Hello, all! I'm writing the Italian dialogues (for dubbing) for *"The Lady"* (the movie). There are several mistakes, on the original script, the person who wrote it obviously doesn't know Burman at all.
So, I would like to know if a name of a city / village "in the mountains" could be *Rijina*. I didn't find it on the Net. 
Thank you for your help! 
D.


----------



## L'irlandais

Ciao danalto,
Rijina sounds like someone's first name. (Popular in Nepal for instance.) 


> Example :  Rijina Viiw (رجاوية حميمقة) a fashion model on facebook.

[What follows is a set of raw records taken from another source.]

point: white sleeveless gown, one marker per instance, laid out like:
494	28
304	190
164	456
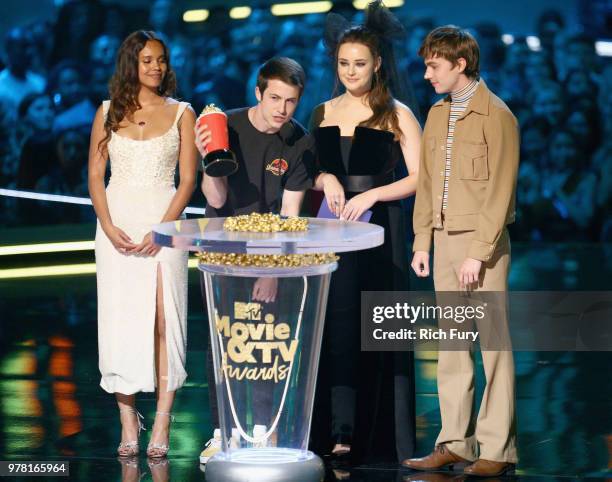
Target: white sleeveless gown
139	193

Could you provide a line or two of the dialogue, to help understand the context a little better?


----------



## danalto

L'irlandais said:


> Ciao danalto,
> Rijina sounds like someone's first name. (Popular in Nepal for instance.)
> Could you provide a line or two of the dialogue, to help understand the context a little better?



Sure! Here it is! Please note: the question marks...are on the original script!!!!  The guy is talking to Aung Sun Suu Kyi.

NLD GUY
You have to unify all minorities but Rijina (???) is in the middle of the mountains.


----------



## L'irlandais

An on-line clickable map of *Burma* shows which of the countries minority populations live in the mountains. 


> (Ethnic groups :  Tibetan, Drung, Lisu & Nu all live up in the mountains.)


Perhaps the member of the "National League for Democracy" party is refering to an individual of one of these groups?  That line is along the lines of _ "Difficult to inspire unity, when one (Rijina (perhaps?)) is so isolated geographically"._  To be honest, without having seen the whole film I'm unable to help you further.

Bye,


----------



## danalto

L'irlandais said:


> An on-line clickable map of *Burma* shows which of the countries minority populations live in the mountains.
> Perhaps the member of the "National League for Democracy" party is refering to an individual of one of these groups?  That line is along the lines of _ "Difficult to inspire unity, when one (Rijina (perhaps?)) is so isolated geographically"._  To be honest, without having seen the whole film I'm unable to help you further.
> 
> Bye,


Thank you for your help!


----------